1. The DRS algorithms are complex and even seemingly minor changes can have far reaching side affects should resource contention develop. VMware engineers put a lot of thought into the default values and what better advice can I offer than to go with what the experts recommend?
2. Many times I find that admins want to tune/change the migration threshold right out of the box without a clear goal in mind. While tuning in an effort to improve things or fix a problem makes sense, tuning just for the sake of tuning can create problems.
3. It’s not uncommon to find that a perceived DRS issue that is driving the desire to tune/change the migration threshold is actually the result of something outside of DRS, in which case tuning the migration threshold can be counter productive.
For example, I recently talked to an admin who was concerned because following an upgrade to ESXi 4.1 DRS didn’t seem to be doing as good a job balancing memory. In discussing his concern I discovered that DRS was fine and the problem was confusion in how to interpret the memory statistics displayed in VCenter. When the memory statistics were put in the proper context the customer could see that DRS was doing a great job at balancing memory. The admin commented that he had been playing with different migration threshold settings for several weeks in an effort to “fix” DRS, which is unfortunate considering there was never a problem.
Of course this naturally begs the question “When should I change the default migration threshold”? The decision to change the migration threshold should be based on the number of DRS induced migrations occurring in your cluster. If you feel DRS is doing too many migrations, and putting extra overhead on your hosts, you could move the migration threshold to a more conservative setting. On the other hand, if you aren’t seeing much DRS activity in your cluster and feel you could benefit from more migrations you might choose to move to a higher, more aggressive setting.
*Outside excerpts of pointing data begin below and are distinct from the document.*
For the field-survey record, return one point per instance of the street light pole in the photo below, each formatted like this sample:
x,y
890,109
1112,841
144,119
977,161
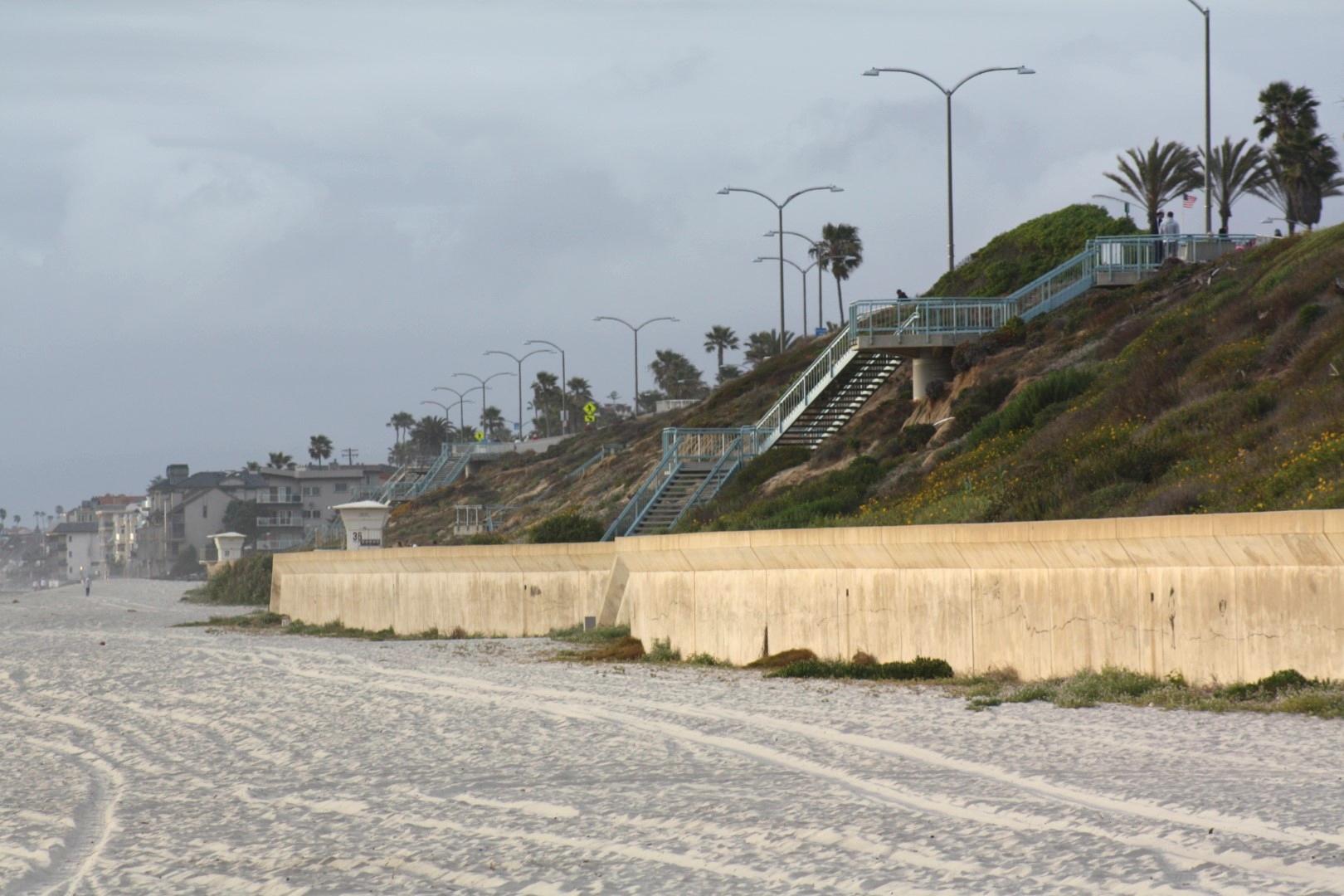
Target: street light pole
x,y
519,362
565,401
1209,124
801,270
816,251
636,331
461,398
483,392
780,231
1020,71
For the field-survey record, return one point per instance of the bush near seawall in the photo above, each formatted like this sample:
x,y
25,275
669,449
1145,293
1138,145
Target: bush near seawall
x,y
242,583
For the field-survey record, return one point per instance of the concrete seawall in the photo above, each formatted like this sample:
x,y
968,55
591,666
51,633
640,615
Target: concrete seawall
x,y
496,590
1226,597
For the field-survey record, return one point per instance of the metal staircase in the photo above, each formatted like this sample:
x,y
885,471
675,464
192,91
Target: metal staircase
x,y
409,483
852,386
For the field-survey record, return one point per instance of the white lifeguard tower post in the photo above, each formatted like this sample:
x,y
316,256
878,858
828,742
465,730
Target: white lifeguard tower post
x,y
363,522
229,548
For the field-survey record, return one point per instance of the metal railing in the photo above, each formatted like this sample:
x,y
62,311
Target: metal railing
x,y
722,470
806,387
So in summary, always start with the default migration threshold. Monitor the number of DRS invoked migrations over a period of time. If you decide, based on the number of DRS invoked migrations (or lack thereof), that it makes sense to change the default, adjust things slowly over time and see how it works. Just be careful to ensure that you have a good handle on the “issue” you are addressing and a clear goal for what the expected impact of the change should be.